A Polícia Civil de Goiás informou, por meio de nota oficial enviada ao Diário de Goiás, nesta segunda-feira (20), que encaminhou o caso envolvendo um delegado e uma advogada à Superintendência de Correições e Disciplina. Segundo a corporação, o objetivo é garantir a “escorreita apuração” dos fatos e adotar as providências cabíveis.

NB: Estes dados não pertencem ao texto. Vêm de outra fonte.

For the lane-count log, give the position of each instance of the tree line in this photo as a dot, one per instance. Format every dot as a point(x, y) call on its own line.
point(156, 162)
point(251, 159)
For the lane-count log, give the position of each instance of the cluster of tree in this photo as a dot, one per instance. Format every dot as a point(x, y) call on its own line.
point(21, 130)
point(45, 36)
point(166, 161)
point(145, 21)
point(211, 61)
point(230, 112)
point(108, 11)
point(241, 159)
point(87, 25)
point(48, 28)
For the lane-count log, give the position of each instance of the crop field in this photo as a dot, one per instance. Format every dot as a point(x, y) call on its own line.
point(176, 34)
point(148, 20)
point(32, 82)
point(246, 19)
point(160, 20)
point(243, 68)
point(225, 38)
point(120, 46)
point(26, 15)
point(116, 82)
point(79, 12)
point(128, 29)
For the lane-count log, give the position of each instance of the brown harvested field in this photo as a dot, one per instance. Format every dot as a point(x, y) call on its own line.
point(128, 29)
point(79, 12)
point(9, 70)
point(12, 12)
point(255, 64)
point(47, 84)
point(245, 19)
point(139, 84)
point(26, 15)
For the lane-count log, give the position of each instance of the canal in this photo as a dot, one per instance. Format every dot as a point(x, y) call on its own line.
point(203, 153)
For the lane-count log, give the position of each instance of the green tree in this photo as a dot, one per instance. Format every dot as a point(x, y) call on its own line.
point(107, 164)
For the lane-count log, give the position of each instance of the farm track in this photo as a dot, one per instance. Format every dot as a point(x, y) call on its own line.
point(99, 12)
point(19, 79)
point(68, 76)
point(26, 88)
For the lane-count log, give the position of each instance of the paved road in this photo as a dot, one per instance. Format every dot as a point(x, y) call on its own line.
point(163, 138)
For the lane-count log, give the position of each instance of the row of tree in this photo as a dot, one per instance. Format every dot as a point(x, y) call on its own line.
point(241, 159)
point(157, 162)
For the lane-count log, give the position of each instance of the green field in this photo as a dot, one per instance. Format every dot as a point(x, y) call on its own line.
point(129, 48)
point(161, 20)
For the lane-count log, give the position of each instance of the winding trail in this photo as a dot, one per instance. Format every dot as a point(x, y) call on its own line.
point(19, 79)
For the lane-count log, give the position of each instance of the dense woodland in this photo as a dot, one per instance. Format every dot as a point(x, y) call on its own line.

A manifestação ocorre em meio à repercussão de um episódio iniciado na última quarta-feira (15), quando o delegado deu voz de prisão à advogada Áricka Rosália dentro do próprio escritório, em Cocalzinho de Goiás. A detenção ocorreu após a profissional publicar críticas nas redes sociais sobre o arquivamento de uma ocorrência conduzida pelo policial. Ela foi algemada sob acusação de difamação e liberada após pagamento de fiança no valor de R$ 10 mil.
Na nota, a Polícia Civil reforça que o caso já está sob análise da área correcional, responsável por investigar eventuais desvios de conduta de servidores. A abertura de procedimento indica que a atuação do delegado será examinada sob o ponto de vista disciplinar. A corporação não detalhou prazos nem possíveis medidas, mas destacou que a apuração seguirá os trâmites legais.
Decisão judicial e atuação da OAB
O episódio ganhou novos desdobramentos no fim de semana, quando a Ordem dos Advogados do Brasil – Seção Goiás obteve um habeas corpus preventivo em favor da advogada. A decisão, proferida pelo juiz Samuel João Martins, impede o delegado de atuar em casos que envolvam diretamente a profissional.
A OAB-GO e a Ordem dos Advogados do Brasil classificaram a prisão como arbitrária, apontando possíveis violações à liberdade de expressão e às prerrogativas da advocacia.
Vídeos e novas declarações
A tensão aumentou após a divulgação de um vídeo nesta segunda-feira (20), nas redes sociais, em que o delegado afirma que pretende apresentar novas provas e cita investigações mais amplas, incluindo possíveis crimes como tráfico de drogas. Ele também rebateu informações sobre um eventual afastamento e afirmou que o procedimento envolvendo a advogada já teria sido concluído com indiciamento.
Em uma das declarações, o policial afirmou que pretende “materializar as provas” e disponibilizá-las à imprensa, além de fazer críticas a opositores de sua atuação.
Denúncias de monitoramento
Outro ponto que passou a ser analisado envolve a suspeita de monitoramento da advogada por meio de drones, sem autorização judicial. A defesa levou o caso ao Judiciário, que acolheu parcialmente as alegações ao considerar possível violação de privacidade e de domicílio.
O delegado nega a prática. O tema também foi comunicado às autoridades e pode integrar o conjunto de fatos apurados internamente.
Confira a nota da Polícia Civil na íntegra:
NOTA
“A Polícia Civil de Goiás informa que o fato foi levado ao conhecimento da Superintendência de Correições e Disciplina da PCGO, que está tomando as providências necessárias para a escorreita apuração do ocorrido.”